Running the Workflow¶
Finally, we can create a main function to run our workflow:
import time
sequential_workflow = SequentialWorkflow()
print(
"Start a sequential workflow without setting num_workers in the step of process_data"
)
start_time = time.time()
result = await sequential_workflow.run()
end_time = time.time()
print(f"Workflow result: {result}")
print(f"Time taken: {end_time - start_time} seconds")
print("-" * 30)
parallel_workflow = ParallelWorkflow()
print(
"Start a parallel workflow with setting num_workers in the step of process_data"
)
start_time = time.time()
result = await parallel_workflow.run()
end_time = time.time()
print(f"Workflow result: {result}")
print(f"Time taken: {end_time - start_time} seconds")

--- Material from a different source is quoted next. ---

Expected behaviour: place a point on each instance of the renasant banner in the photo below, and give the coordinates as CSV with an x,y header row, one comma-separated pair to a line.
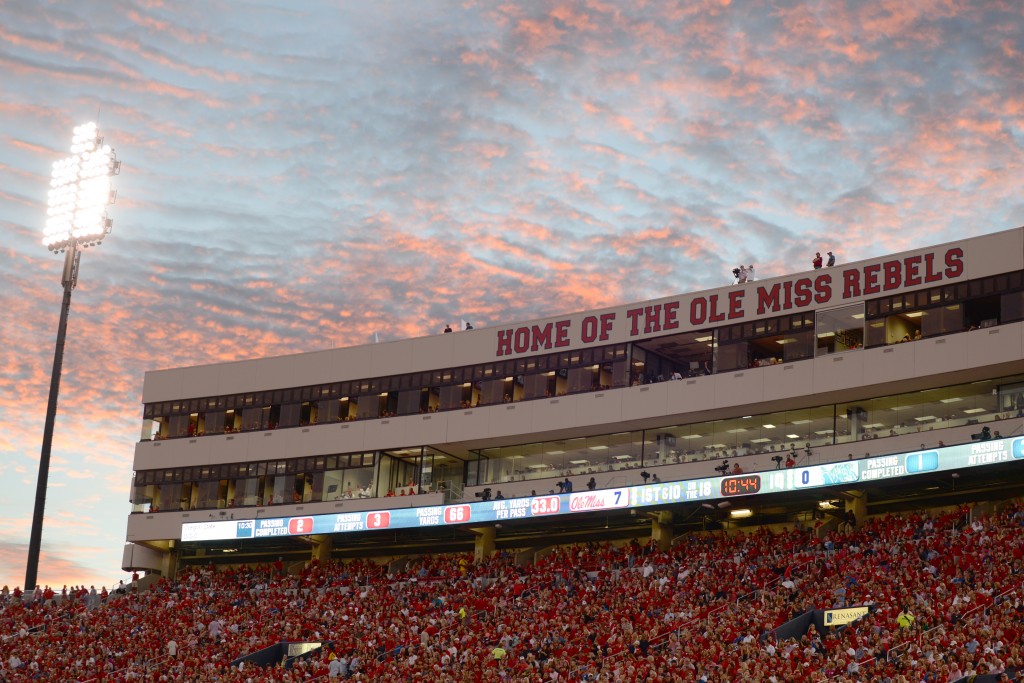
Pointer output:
x,y
845,615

Start a sequential workflow without setting num_workers in the step of process_data Completed processing: A Completed processing: B Completed processing: C Workflow result: Processed: A, Processed: B, Processed: C Time taken: 4.008663654327393 seconds ------------------------------ Start a parallel workflow with setting num_workers in the step of process_data Completed processing: C Completed processing: A Completed processing: B Workflow result: Processed: C, Processed: A, Processed: B Time taken: 2.0040180683135986 seconds
Note¶
- Without setting num_workers, it might take 3 to 6 seconds. By setting num_workers, the processing occurs in parallel, handling 3 items at a time, and only takes 2 seconds.

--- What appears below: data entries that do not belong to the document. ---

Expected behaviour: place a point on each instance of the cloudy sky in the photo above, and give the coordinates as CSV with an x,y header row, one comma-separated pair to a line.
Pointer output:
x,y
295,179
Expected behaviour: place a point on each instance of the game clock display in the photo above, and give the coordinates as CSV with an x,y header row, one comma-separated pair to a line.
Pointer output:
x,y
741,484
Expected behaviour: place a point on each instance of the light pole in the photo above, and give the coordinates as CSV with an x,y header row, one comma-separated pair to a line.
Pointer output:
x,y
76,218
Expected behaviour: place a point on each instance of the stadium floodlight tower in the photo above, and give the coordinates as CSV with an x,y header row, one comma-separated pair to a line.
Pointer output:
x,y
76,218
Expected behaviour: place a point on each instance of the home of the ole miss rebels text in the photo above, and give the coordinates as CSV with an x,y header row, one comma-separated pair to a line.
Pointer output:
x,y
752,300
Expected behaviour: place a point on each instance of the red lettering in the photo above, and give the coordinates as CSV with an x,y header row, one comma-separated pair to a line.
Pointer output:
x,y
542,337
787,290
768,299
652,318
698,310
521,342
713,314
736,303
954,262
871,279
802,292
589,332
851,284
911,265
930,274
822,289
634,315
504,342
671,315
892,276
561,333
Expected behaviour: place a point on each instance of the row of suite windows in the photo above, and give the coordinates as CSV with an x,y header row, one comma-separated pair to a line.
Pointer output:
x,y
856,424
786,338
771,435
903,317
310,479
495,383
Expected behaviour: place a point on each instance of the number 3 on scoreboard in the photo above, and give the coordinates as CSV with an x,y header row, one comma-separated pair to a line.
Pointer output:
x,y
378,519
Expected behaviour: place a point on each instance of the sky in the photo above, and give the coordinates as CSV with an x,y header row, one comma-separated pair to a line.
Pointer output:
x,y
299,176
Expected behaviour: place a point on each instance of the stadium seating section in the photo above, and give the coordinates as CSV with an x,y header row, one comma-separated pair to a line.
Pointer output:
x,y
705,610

- In ParallelWorkflow, the order of the completed results may differ from the input order, depending on the completion time of the tasks.
This example demonstrates the execution speed with and without using num_workers, and how to implement parallel processing in a workflow. By setting num_workers, we can control the degree of parallelism, which is very useful for scenarios that need to balance performance and resource usage.